Harvard and the University of Florida take divergent paths in dealing with lawbreaking students

L: Harvard dean Rakesh Khurana (Christopher Michel/Wikimedia) R: UFL dean Chris Summerlin (dos.ufl.edu)

It was the best of times, it was the worst of times, it was the age of wisdom, it was the age of foolishness. Take the cases of Cambridge, Mass., and Gainesville, Fla., where university leaders this week charted two different courses in their handling of disciplinary cases stemming from students’ engagement in vicious anti-Israel protests this spring.

At the University of Florida, where former GOP senator Ben Sasse assumed the presidency last year, dean of students Chris Summerlin rejected the recommendations of a faculty panel and opted instead to impose harsher sentences on several students arrested in April, one of whom was captured on video spitting on a police officer.

Those students are suspended for three or four years, depending on the severity of their infractions. They are banned from campus during that time and will be required to reapply for admission.

At Harvard, meanwhile, the school’s administrative board reversed its decision to suspend five students for participating in an unlawful encampment. Now, the Harvard Crimson reports, "the most severe probation charge will last for just one semester, a remarkable change from the initial punishments which required one student to withdraw from the College for three semesters."

It doesn’t take a genius to see the writing on the wall and, indeed, the Crimson notes, "Harvard may have further emboldened pro-Palestine student groups ahead of the return to campus in September."

Indeed, the school’s anti-Israel radicals declared victory in a series of Instagram posts: "Harvard has caved in, showing that student intifada will always prevail," they wrote. "This reversal speaks to the power of our movement, both on campus and worldwide."

We disagree.
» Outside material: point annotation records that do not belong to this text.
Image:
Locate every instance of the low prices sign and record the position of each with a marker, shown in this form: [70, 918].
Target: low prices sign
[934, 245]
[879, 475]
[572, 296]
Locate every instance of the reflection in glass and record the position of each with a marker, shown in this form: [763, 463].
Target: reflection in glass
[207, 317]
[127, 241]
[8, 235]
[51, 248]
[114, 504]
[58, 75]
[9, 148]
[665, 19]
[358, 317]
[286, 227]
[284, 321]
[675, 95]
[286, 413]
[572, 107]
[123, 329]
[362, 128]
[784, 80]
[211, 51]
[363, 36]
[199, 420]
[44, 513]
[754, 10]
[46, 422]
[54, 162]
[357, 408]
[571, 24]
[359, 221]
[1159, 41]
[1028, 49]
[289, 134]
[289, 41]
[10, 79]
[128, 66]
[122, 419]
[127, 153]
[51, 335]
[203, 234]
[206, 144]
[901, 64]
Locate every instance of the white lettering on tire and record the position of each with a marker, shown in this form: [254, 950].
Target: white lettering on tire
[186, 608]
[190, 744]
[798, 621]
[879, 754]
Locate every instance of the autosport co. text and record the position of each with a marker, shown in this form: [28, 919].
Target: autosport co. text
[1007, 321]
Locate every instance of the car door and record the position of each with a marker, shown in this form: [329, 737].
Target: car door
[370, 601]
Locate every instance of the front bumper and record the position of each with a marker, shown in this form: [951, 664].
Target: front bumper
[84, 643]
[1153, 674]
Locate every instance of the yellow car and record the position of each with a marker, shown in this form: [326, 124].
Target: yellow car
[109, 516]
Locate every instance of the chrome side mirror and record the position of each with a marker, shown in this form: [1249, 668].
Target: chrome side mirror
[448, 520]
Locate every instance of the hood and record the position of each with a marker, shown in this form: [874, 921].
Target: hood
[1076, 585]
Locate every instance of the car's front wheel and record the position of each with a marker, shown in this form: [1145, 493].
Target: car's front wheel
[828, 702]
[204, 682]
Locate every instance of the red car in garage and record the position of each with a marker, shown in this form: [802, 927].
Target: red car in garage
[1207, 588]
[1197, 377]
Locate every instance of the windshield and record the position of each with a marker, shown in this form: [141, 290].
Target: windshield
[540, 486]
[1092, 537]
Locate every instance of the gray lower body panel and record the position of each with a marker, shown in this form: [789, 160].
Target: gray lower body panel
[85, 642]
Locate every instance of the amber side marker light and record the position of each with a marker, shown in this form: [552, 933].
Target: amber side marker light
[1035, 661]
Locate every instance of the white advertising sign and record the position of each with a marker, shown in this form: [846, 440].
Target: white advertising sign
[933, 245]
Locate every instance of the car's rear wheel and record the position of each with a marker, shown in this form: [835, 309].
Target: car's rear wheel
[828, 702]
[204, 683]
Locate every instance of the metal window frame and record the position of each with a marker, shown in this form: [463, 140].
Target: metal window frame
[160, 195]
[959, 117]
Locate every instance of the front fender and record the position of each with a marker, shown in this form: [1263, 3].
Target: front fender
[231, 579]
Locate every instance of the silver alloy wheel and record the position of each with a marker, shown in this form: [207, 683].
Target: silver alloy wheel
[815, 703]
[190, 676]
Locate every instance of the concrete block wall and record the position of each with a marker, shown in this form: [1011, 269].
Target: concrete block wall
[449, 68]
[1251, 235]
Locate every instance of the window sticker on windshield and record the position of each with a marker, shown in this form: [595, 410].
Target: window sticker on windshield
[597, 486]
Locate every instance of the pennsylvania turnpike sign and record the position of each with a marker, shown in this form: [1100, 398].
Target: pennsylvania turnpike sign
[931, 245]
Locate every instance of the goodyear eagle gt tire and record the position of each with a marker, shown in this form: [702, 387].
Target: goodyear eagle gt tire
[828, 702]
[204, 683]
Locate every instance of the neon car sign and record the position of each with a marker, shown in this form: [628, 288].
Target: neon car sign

This reversal speaks to the fecklessness of administrators at elite universities, the rampant anti-Semitism and radical politics that dominate their ranks, and the case for serious students, parents, and faculty to flee these campuses. And of the student movement itself, its chief accomplishment is likely to be the further destruction of the institutions who abide its lawbreaking. Their prestige evaporates by the hour.